Eradicating tax shelters. The committee put enough restrictions on tax shelters to make them all but extinct. Example: individuals will no longer be able to deduct investment losses on real property from other income. That provision, among others, has sparked an angry reaction from many parts of the real estate industry. The committee's bill would largely eliminate the tax- shelter partnerships that often finance shopping centers, apartment complexes and office buildings. As a result, the National Association of Home Builders warns of a sharp decline in housing starts, and the National Apartment Association predicts that rents would have to increase an average of 32.7% to make up for lost write-offs. Tax shelters for oil and gas drilling, however, were largely spared because of that industry's dire condition and political clout. Most businesses are finding that the new tax proposal is a mixed bag of helpful and hurtful surprises. Stockbrokers, for instance, would lose IRA business but would pick up investment money that might otherwise have gone into tax shelters. Automakers might suffer a bit because car loans would no longer be deductible, but could expect to benefit from the accompanying tax cut that puts more money into consumer pockets. Farmers would mourn the loss of the investment tax credit for buying tractors and other gear, yet would no longer face competition from tax-sheltered agricultural ventures, like cattle-breeding partnerships, that were designed to operate at a loss.
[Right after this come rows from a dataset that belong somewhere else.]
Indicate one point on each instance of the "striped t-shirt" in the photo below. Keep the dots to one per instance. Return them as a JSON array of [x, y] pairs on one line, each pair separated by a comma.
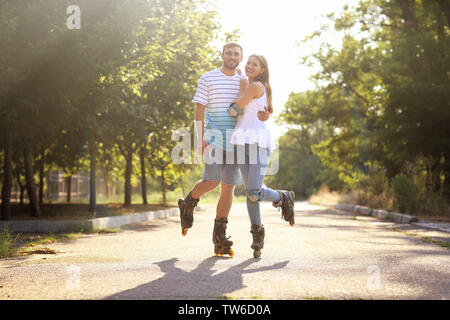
[[216, 91]]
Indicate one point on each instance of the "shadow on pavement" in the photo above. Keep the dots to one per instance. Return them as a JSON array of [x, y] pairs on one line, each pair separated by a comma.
[[200, 283]]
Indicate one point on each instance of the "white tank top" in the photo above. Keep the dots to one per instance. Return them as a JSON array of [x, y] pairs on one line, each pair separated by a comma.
[[249, 129]]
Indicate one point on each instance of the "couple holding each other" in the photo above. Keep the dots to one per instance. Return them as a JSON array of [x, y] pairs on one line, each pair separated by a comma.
[[235, 112]]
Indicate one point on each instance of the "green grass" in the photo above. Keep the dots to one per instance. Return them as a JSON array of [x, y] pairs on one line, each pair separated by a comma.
[[7, 242]]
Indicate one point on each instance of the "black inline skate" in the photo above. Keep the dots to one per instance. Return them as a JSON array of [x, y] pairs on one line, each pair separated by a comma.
[[287, 206], [258, 234], [222, 244], [187, 212]]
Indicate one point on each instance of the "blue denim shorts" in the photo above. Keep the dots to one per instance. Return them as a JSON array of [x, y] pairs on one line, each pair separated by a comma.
[[253, 162], [221, 166]]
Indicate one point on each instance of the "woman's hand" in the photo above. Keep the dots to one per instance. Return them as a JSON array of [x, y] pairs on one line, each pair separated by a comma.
[[264, 115], [243, 84]]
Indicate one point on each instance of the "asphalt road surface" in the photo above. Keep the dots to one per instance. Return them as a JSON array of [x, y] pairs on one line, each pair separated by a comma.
[[326, 255]]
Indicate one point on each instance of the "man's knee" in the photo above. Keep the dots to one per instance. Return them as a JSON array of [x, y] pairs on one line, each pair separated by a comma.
[[226, 188], [254, 195]]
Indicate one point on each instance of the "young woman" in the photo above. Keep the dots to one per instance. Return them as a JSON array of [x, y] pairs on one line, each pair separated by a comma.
[[254, 143]]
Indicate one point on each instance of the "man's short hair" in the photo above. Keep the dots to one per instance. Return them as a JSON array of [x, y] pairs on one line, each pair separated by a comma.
[[230, 45]]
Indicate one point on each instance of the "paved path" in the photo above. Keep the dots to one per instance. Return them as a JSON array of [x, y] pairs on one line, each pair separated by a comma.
[[325, 256]]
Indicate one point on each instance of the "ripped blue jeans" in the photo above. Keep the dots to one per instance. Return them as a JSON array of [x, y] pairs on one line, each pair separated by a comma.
[[253, 162]]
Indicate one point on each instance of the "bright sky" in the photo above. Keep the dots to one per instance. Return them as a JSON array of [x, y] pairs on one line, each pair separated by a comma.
[[272, 28]]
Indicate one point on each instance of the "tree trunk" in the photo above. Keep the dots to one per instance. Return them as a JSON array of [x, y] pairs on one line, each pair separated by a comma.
[[7, 179], [105, 177], [69, 187], [22, 193], [163, 185], [128, 172], [41, 179], [29, 176], [143, 175], [92, 175]]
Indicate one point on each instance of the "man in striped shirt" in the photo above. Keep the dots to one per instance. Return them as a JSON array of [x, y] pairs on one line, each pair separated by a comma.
[[216, 90]]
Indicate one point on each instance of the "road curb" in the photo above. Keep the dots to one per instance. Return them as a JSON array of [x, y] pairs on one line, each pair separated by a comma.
[[36, 226], [382, 214]]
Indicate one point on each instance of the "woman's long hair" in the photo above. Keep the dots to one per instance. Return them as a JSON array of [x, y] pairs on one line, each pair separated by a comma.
[[264, 79]]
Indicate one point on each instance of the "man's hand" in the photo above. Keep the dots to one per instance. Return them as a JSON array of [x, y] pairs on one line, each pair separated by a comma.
[[264, 115]]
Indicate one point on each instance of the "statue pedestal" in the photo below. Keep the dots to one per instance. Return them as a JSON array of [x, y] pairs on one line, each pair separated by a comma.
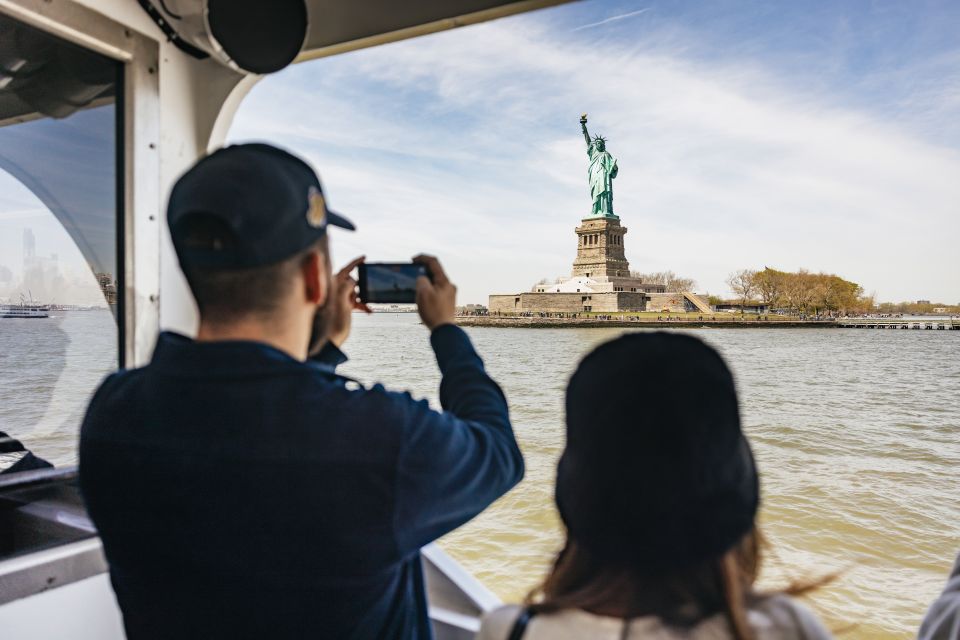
[[600, 253]]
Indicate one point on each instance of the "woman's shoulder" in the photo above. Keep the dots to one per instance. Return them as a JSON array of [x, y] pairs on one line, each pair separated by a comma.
[[497, 624], [780, 616]]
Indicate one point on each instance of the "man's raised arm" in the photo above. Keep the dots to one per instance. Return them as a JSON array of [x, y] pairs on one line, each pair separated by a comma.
[[452, 464]]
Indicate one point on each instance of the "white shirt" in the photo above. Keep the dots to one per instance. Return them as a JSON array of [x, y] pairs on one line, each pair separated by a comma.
[[773, 618]]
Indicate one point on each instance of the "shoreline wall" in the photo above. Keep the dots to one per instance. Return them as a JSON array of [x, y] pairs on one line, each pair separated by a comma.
[[591, 323]]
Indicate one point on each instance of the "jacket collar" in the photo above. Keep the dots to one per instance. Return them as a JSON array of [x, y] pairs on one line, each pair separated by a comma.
[[179, 355]]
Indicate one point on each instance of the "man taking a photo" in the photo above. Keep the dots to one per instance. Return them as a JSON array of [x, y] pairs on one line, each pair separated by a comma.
[[240, 486]]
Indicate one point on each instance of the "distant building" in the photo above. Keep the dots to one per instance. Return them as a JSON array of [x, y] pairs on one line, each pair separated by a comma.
[[734, 306], [600, 280], [108, 286]]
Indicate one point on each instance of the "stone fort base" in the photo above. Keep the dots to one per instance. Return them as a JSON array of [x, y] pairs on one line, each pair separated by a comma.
[[602, 302]]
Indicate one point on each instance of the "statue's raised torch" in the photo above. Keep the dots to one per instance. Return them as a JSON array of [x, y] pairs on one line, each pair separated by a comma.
[[602, 171]]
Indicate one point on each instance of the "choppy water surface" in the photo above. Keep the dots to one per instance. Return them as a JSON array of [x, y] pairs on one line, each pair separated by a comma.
[[856, 432], [48, 369]]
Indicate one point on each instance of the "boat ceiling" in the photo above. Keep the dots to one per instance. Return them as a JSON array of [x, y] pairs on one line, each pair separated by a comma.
[[335, 26], [344, 25]]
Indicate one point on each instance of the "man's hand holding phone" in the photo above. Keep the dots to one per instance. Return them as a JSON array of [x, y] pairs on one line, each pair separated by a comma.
[[436, 295], [345, 301]]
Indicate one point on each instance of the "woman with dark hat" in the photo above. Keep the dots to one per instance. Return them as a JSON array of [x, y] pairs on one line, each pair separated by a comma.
[[659, 492]]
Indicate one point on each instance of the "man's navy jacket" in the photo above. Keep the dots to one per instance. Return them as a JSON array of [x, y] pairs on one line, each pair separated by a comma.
[[241, 493]]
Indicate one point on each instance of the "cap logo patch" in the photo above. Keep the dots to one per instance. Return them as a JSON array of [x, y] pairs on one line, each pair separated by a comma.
[[317, 210]]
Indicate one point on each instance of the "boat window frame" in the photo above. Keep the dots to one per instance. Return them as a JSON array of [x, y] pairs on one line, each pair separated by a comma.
[[138, 195]]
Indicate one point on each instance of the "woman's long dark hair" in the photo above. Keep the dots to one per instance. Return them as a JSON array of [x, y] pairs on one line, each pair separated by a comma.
[[581, 580]]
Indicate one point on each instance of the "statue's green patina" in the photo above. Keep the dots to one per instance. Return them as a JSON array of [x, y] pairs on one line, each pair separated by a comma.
[[602, 171]]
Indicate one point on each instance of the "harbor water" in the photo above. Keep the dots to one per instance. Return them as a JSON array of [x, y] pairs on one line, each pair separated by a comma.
[[856, 433]]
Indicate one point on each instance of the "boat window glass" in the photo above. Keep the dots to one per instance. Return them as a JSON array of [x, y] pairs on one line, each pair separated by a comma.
[[59, 276]]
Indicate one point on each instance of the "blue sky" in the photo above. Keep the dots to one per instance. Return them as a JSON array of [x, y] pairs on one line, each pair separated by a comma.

The impact of higher taxes on some industries will be softened by so- called transition rules, which determine how quickly the new law would be phased in. Steel companies, for instance, are lobbying the Senate committee to get some of the $5.5 billion in tax breaks set aside for the transition.
The biggest winner from the re form measure would be the economy, which the Reagan Administration esti mates would grow about 10% faster each year over the next decade because of lower personal tax rates. Consumer spending would spur the growth, since each taxpaying household should typically have $600 to $900 more in disposable income every year. Some taxpayers would reap a greater gain, particularly middle- and upper-income individuals who have largely avoided tax shelters in previous years.
Just as important, the reform measure would inspire investors to base their decisions on sound economic grounds rather than tax-law considerations. Said Charles Schultze, the chairman of the Council of Economic Advisers under President Carter: "It will eliminate a lot of distortions that are going on as people put their energies simply into taking advantage of tax shelters and finding ways to convert ordinary income into capital gains." Concurs Arnold Dill, chief economist at Atlanta's Citizens & Southern National Bank: "Look at all the empty office buildings we've built through tax benefits."
Packwood's proposal will get a last-minute assault from some lobbyists as it heads toward a final vote in the Senate next month. If approved there, the bill would go to a conference committee that would reconcile it with the House's bill. Despite those challenges ahead, legislators are beginning to think the measure has enough momentum to sail right through, especially since so many business leaders are climbing on board. Charls Walker, a veteran Washington tax lobbyist for large corporations, predicts that a finished bill will be on the President's desk for signing by July or August. If so, business executives will be in suspense for a much shorter time than they had originally feared.